The professional era
Rugby union officially became a professional sport in 1995 and held its inaugural World Cup in 1997. Some believed that this new global tournament would make the Five Nations tournament less important. However, it seems to have had the opposite effect with the tournaments that fall in a World Cup year being the most intense. Scotland were the last nation to lift the Five Nations trophy in 1999 as Italy joined the following year and the Championship became a six country festival of rugby with three fixtures in each round. Far from making the tournament less competitive as some argued that professionalism would, it has actually been as competitive as any time in its history.
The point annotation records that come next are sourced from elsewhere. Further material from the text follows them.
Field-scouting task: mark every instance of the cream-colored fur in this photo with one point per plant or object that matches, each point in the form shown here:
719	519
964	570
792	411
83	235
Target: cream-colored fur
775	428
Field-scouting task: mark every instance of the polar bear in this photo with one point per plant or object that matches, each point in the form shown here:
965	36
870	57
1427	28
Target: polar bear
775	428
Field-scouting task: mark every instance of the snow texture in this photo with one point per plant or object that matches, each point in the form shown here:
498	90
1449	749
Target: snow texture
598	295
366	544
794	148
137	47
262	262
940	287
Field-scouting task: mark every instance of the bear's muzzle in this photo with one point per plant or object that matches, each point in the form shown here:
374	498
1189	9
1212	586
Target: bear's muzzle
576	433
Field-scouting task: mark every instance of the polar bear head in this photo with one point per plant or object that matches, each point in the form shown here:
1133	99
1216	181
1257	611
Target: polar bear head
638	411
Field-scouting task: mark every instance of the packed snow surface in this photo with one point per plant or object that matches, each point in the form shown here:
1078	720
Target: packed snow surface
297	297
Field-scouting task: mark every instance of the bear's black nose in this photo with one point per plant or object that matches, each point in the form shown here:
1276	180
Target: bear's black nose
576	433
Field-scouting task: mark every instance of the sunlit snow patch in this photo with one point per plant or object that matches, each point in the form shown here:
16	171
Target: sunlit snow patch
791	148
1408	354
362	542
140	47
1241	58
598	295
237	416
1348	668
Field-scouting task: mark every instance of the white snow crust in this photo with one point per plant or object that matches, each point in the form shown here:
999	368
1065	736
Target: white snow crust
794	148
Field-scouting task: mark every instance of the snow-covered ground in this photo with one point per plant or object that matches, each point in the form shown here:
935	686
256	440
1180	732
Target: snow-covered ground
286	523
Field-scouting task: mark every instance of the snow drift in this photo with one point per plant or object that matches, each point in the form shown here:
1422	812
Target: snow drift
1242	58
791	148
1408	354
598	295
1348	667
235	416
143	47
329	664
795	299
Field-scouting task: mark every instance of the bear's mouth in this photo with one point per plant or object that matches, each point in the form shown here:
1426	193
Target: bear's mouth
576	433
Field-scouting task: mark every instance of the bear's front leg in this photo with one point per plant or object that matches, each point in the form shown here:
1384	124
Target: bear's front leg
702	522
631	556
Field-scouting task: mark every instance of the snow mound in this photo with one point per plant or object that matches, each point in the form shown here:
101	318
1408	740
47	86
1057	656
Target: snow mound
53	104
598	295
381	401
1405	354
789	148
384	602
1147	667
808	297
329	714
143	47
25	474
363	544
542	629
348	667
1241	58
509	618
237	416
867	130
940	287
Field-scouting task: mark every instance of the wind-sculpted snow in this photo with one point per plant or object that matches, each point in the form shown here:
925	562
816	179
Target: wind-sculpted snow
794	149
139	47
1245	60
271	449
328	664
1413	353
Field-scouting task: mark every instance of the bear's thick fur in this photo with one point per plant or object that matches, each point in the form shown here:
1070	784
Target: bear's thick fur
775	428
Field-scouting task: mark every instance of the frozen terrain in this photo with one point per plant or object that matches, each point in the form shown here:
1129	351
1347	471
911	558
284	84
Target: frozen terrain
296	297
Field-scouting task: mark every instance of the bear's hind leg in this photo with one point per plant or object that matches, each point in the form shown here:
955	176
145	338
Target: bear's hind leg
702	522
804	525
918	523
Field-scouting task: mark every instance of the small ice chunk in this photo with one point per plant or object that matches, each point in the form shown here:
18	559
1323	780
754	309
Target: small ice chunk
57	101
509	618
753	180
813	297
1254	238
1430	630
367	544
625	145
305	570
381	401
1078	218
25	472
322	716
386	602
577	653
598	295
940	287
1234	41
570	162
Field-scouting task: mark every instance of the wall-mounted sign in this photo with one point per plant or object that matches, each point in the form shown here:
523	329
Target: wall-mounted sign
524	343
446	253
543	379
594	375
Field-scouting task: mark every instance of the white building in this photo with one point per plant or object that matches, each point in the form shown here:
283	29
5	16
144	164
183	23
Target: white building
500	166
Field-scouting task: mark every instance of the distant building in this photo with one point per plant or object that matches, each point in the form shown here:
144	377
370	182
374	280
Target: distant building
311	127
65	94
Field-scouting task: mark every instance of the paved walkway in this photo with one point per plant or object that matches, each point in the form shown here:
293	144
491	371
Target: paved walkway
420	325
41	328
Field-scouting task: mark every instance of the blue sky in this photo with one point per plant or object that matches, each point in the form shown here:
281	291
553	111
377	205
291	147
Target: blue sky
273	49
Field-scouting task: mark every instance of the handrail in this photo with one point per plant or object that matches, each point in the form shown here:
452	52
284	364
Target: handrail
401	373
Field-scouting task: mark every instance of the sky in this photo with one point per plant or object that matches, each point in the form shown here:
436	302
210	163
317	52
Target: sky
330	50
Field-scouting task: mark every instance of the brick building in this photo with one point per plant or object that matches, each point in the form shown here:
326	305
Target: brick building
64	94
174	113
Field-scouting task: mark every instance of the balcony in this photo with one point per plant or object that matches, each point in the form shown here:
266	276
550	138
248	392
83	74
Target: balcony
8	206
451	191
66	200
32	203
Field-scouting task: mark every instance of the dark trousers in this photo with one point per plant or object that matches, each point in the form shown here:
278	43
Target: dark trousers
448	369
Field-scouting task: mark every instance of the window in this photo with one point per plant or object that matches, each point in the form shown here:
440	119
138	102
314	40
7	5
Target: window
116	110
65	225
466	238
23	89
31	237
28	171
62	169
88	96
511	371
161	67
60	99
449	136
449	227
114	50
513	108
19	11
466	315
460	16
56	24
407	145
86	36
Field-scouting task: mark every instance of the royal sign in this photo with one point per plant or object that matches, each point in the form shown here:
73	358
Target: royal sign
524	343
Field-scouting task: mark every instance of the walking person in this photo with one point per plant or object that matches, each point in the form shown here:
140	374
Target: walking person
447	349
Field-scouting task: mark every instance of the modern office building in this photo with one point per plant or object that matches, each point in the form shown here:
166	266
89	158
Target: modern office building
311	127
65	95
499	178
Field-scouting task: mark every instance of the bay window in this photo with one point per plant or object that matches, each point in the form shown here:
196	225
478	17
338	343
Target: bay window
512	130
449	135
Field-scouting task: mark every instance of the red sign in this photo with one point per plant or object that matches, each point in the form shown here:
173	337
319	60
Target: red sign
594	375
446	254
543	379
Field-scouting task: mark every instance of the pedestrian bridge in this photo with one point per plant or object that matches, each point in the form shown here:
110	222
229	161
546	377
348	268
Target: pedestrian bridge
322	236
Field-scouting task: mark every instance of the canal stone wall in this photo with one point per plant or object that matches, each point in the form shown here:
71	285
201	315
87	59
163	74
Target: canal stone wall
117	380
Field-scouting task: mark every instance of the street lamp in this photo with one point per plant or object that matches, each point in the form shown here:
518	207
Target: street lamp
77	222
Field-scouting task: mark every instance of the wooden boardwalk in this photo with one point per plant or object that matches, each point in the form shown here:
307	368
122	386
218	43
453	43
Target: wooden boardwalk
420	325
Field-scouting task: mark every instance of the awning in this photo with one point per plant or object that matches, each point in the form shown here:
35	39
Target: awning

Only Scotland and Italy have yet to win a Six Nations crown. England have won six, France have five and Ireland and Wales each have four. However professionalism brings threats and in particular the advent of subscription satellite TV. At the moment, the tournament is part of the so called “crown jewels” and so has to be broadcast on terrestrial free to air television. ITV successfully bid in 2015 to share the coverage with the BBC and this deal runs until 2021. Some fear that like the Ashes series in cricket that the Six Nations may not always be protected and fear that many of the future generations will have to subscribe to a paid TV service to watch and the potential effect that this may have on us cultivating the next generation of rugby players. But for now we can enjoy the matches on terrestrial television albeit without the dulcet tones of the late great Bill McLaren.